Yao stood up, motioning his friend forward. He took the trideo camera from him, then spoke quietly to him. Anwar grinned, then loped out of the restaurant.

“I want you to take me to the spot where it happened,” Yao told Pita. “I’ll interview you there, on location, while Anwar monitors the uplink. We’re using a portable dish to go live. Save your story until we get there. That way it’ll sound less rehearsed. When I give you the sign, you start from the beginning and don’t leave anything out.” He smiled grimly as he motioned for Pita to follow. “This could be just the story we need to spark the uprising.”

“Uprising?” Pita echoed, trotting along behind Yao. He walked quickly, threading his way through the crowded corridors. She had to hurry to keep up.

“Look around you,” Yao said, lowering his voice. “The overcrowding, the condition of these tunnels. You don’t think we orks are going to be penned up in the Underground forever, do you? The day isn’t far off when we’ll rise up into the city and push the weaker races aside. When we’ll take what’s rightfully ours and pay the fraggers back for what happened in ‘39. The Night of Rage is going to look tame compared to what’s coming.”

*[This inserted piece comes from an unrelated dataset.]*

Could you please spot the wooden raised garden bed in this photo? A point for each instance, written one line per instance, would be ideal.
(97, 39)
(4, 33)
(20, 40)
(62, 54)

“My parents told me about the Night of Rage,” Pita said. “I was only two, but Mom used to tell a funny story about how Dad made us hide in the basement, then sat at the top of the stairs with his shotgun to protect us. It wasn't until the next morning that he realized he’d forgotten to load the gun. When I was little, I didn’t understand what could have sent him into such a panic. But now I realize he was afraid of the-”

Pita stopped herself. She’d been about to say, “of the metahumaus.” Thinking back on it now, she wondered at her father’s extreme reaction. Seattle’s metahumans had responded with violence to the city’s attempt to forcibly relocate them outside of its boundaries, but that violence had been tightly focused. Their rage-and the burnings, lootings, and attacks it sparked-was triggered by a series of explosions in the warehouses being used to hold the deportees. A militant wing of the Humanis Policlub was rumored to be behind the bombings. Pita knew her father sympathized with the Humanis Policlub, but now she wondered just how deep those sympathies ran. Was her father a member of the racist group, and thus a potential target for the metahuman retaliation?

“Yeah, the Metroplex Guard were even worse than Lone Star,” Yao said, interrupting her thoughts. He glanced at Pita. “You weren’t at the warehouses? Then your family hadn’t been rounded up yet by the Guard when the trouble began.”

“Uh, no.” Pita realized that Yao assumed her entire family was ork. Given the arrogant, hostile tone he’d used when speaking to the waitress in the noodle bar, she was afraid to tell him she’d once been a member of the “weaker races” herself.

“You were lucky, then,” Yao continued. “My father died when the first explosion hit the waterfront. My mother was never the same afterward. She tried to reverse the confiscation order on our house, but the city appealed every court decision, and eventually our money ran out. After that, she didn’t have the strength to do much but sit and cry.

“Governor Schultz glosses over the whole thing now, and talks about our current ‘racial harmony.’ She seems to think the Night of Rage could never happen again.” Yao’s smile tightened. “Well, she’s soon going to find out just how wrong she is. When your interview hits the air, the sparks will fly.”